アントーニョの様子がおかしいことにはすぐに気が付いた。
 「大事な話があんねん」、と仕事中にこんな絵文字も何も無しのメールを恋人であり、そして同居人であるアントーニョから受信した。いつもなら最低一個はトマトの絵文字をつけてくるんだけどどうしたんだろうか。不思議に思いながらも今日はなるべく早く仕事を片して家に帰ると返事をした。結局はアントーニョのことが心配になって、仕事を放って会社を出てきてしまったのだが。
 急いで早歩きになりながら家に帰れば、アントーニョは既に家でくつろいでいた。普段通りに「おかえり〜」とヘラヘラした笑顔で私を出迎えてくれた。それはいいとして大事な話があったんじゃないのか、そう聞こうとすれば、タイミングを図ったかのようにアントーニョはご飯食べようや、とキッチンへ駆けて行ってしまった。何がしたいのかよく分からなくて、私は取敢えず部屋着に着替えて、アントーニョを手伝う為にキッチンへ入った。

「…何してるのアントーニョ」
「うお!驚かせんといてや、なまえ!」
「ああ、ごめん、ご飯の支度手伝おうかと思って、」
「そんなんええから!座っといて!」

 キッチンに入れば、顔を両手で覆いながら床に座るアントーニョがいて、ますます彼の考えてることが分からなくなった。チラッとしか見えなかったが、アントーニョの顔が赤くて更に心配になってしまった。手伝うと言ったのに待っといてって言われ、私はアントーニョに背中を押され、半ば強制的にダイニングの椅子に座らせられた。
 先程の真っ赤な顔はどこにいったのか、アントーニョは笑顔で「今日はラタトゥイユ作ってん!」、と嬉しそうにキッチンから出て来た。
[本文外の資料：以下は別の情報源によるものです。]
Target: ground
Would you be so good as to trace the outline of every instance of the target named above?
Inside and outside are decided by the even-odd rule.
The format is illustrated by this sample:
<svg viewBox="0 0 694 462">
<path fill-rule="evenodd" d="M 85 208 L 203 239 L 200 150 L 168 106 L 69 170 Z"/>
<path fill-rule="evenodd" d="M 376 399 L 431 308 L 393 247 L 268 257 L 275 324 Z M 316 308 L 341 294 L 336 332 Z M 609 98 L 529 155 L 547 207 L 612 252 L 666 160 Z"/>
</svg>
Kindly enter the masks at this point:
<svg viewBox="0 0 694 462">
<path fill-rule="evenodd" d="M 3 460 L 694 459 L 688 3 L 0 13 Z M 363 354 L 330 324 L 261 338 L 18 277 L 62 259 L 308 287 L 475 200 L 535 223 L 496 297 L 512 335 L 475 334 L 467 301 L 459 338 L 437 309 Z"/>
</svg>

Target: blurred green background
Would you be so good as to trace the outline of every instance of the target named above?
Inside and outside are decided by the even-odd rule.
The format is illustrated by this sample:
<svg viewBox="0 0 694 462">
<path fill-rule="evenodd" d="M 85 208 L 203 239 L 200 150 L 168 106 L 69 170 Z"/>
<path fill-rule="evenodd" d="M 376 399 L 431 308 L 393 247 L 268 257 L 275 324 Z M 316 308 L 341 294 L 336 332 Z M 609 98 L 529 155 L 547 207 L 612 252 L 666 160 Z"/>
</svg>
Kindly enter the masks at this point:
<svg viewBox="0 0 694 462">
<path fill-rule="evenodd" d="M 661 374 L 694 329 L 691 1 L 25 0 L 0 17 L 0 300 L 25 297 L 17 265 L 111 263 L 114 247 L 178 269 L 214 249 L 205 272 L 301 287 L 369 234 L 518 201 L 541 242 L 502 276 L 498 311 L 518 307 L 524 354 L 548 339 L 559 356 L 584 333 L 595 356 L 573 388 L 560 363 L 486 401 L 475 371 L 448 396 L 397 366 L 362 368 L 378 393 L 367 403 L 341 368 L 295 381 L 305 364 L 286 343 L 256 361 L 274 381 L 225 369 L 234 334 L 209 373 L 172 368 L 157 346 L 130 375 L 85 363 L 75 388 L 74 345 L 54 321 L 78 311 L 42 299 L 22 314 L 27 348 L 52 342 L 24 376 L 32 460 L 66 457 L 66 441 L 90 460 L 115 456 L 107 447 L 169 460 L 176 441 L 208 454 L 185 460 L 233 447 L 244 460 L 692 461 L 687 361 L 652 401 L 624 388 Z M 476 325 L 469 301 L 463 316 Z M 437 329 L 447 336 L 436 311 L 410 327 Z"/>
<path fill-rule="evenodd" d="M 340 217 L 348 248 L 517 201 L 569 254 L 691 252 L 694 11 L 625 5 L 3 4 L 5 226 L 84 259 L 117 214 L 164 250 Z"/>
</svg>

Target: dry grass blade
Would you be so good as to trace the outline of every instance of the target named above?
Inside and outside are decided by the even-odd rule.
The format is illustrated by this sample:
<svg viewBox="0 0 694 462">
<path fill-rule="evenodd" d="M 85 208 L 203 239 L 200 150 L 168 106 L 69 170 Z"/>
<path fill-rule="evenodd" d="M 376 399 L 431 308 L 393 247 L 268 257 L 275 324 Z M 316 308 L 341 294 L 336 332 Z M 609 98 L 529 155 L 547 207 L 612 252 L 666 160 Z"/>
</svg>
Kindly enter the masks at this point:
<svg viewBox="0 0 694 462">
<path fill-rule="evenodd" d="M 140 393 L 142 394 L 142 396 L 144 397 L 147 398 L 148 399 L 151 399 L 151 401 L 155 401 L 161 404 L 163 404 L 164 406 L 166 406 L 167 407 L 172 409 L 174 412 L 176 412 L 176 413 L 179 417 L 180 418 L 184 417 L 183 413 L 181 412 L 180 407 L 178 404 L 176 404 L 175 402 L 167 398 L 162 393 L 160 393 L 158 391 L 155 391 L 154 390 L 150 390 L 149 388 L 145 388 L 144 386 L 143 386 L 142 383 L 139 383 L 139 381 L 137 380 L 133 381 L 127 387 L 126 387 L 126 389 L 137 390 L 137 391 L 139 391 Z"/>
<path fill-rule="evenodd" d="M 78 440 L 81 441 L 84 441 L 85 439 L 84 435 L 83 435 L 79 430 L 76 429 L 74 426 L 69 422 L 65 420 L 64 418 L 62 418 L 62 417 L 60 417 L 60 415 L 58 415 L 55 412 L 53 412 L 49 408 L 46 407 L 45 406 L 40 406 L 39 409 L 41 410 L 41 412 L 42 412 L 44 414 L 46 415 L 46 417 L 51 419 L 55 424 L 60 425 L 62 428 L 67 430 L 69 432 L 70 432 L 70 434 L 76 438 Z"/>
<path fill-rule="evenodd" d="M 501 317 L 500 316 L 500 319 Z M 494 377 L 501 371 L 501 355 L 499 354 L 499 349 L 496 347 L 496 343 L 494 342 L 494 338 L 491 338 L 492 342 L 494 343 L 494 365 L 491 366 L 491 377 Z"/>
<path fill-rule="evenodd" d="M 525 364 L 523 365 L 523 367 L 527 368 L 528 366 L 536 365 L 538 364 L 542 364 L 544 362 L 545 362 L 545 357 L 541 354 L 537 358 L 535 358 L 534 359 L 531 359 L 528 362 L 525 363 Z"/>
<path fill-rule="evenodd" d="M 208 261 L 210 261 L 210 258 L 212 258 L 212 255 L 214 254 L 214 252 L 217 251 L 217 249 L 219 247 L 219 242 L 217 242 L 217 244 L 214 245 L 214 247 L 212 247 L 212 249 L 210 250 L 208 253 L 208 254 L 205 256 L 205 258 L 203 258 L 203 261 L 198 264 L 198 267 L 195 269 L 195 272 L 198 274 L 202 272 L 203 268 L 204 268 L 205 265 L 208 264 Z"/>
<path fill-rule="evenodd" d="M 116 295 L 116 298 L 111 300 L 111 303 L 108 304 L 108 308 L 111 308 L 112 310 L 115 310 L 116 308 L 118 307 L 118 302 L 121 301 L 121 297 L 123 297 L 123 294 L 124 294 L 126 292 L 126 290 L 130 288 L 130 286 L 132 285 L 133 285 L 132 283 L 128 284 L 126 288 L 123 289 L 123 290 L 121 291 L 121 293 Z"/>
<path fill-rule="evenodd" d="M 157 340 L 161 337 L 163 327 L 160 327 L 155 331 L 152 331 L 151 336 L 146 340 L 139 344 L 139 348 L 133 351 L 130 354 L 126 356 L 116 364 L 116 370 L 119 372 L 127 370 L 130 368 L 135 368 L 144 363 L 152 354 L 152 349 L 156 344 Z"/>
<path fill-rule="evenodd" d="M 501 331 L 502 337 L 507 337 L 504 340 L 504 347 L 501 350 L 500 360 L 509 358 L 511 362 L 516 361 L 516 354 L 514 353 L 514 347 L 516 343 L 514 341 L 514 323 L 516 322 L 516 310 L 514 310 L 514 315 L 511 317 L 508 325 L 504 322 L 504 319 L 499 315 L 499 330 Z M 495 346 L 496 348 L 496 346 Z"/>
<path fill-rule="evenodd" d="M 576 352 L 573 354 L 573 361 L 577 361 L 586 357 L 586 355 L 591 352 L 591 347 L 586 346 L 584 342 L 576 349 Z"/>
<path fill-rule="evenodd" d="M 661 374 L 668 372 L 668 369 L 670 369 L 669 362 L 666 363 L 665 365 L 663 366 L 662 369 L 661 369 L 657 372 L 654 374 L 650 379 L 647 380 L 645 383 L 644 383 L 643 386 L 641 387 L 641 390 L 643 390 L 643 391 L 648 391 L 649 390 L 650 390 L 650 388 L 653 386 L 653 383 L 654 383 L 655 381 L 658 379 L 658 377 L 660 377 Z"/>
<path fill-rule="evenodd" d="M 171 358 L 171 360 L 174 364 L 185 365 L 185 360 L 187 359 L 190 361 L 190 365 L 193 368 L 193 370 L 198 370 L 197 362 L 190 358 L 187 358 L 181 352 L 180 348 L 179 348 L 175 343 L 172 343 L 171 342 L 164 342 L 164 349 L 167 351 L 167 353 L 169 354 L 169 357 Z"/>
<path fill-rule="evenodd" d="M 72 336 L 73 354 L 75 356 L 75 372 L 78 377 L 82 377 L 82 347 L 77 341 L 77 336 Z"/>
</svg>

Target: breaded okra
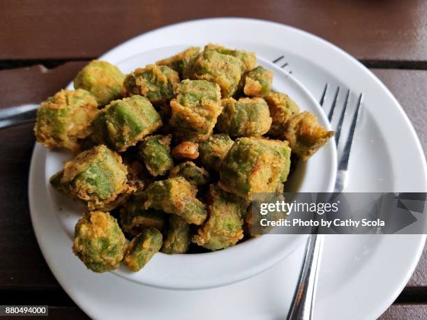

いつもみたいにトマトをたっぷり使ったのだろう、トマトの匂いが部屋中に充満していた。美味しそうな香りのするお皿を前に私達は一緒にいただきますをしてから食べ始めた。アントーニョ特製のラタトゥイユを綺麗に平らげた私達はいつもなら一緒にテレビを観るかお風呂に入るかなのだが、アントーニョは私が「ご馳走様」と言い終えると同時に「ちょお待っといて!」と言ってから自分の部屋と駆けていった。トイレの流れる音が聞こえ、すぐにアントーニョのこちらへバタバタと走ってくる音も聞こえた。アントーニョは少し強張った顔をしながら椅子に座ると、私の目をまっすぐ見てきた。

「…あんな」
「うん」
「俺なまえのこと好きやねんか」
「…知ってる」
「俺まだ全然収入少ないし、しっかりしてへんとこもあるし、家事やってなまえに押し付けてること何回かあるし、よう考えてみたら俺なまえには全然合うてない人間かもしれへんけど、なまえをこれからずっと笑顔に出来るんは俺だけやと思うねん」

 「せやから結婚せえへんか」、そうアントーニョは机の上に置かれた私の手と自分の指とを絡ませながら言ってきた。緊張しているせいか少し湿ったアントーニョの手が妙にリアルで私もつられて緊張した。顔を赤くしたアントーニョに、結婚したら私がもっとアントーニョにハグして貰いたくなるとか行ってらっしゃい・ただいま・おやすみのチューとかもっと欲しくなるかもしれないよと最終忠告なるものをしてやれば、寧ろアントーニョはそれを望んでいるらしく、さっきまでの赤面は嘘みたいに今度は犬みたいに顔を輝かせた。
 「ほんまに?ほんまにええの?」、今まで見た事ない位嬉しそうなアントーニョに私も嬉しくなって、満面の笑みと一緒に「うん」と返してやれば、アントーニョは安堵の溜息をついた。こんなに余裕の無いアントーニョを今まで見たことが無かったので、つい口元が緩んでしまう。頬が緩みきったアントーニョに誓いのキス代わりにでもと思って額に軽くキスを落としてやれば、「幸せすぎて死にそうやあ、」なんて事を言ってきた。大袈裟だなあと思ったが、自分を驚く位幸せを感じているので何も言い返せず、照れ隠しに今度は唇にキスを落としてやった。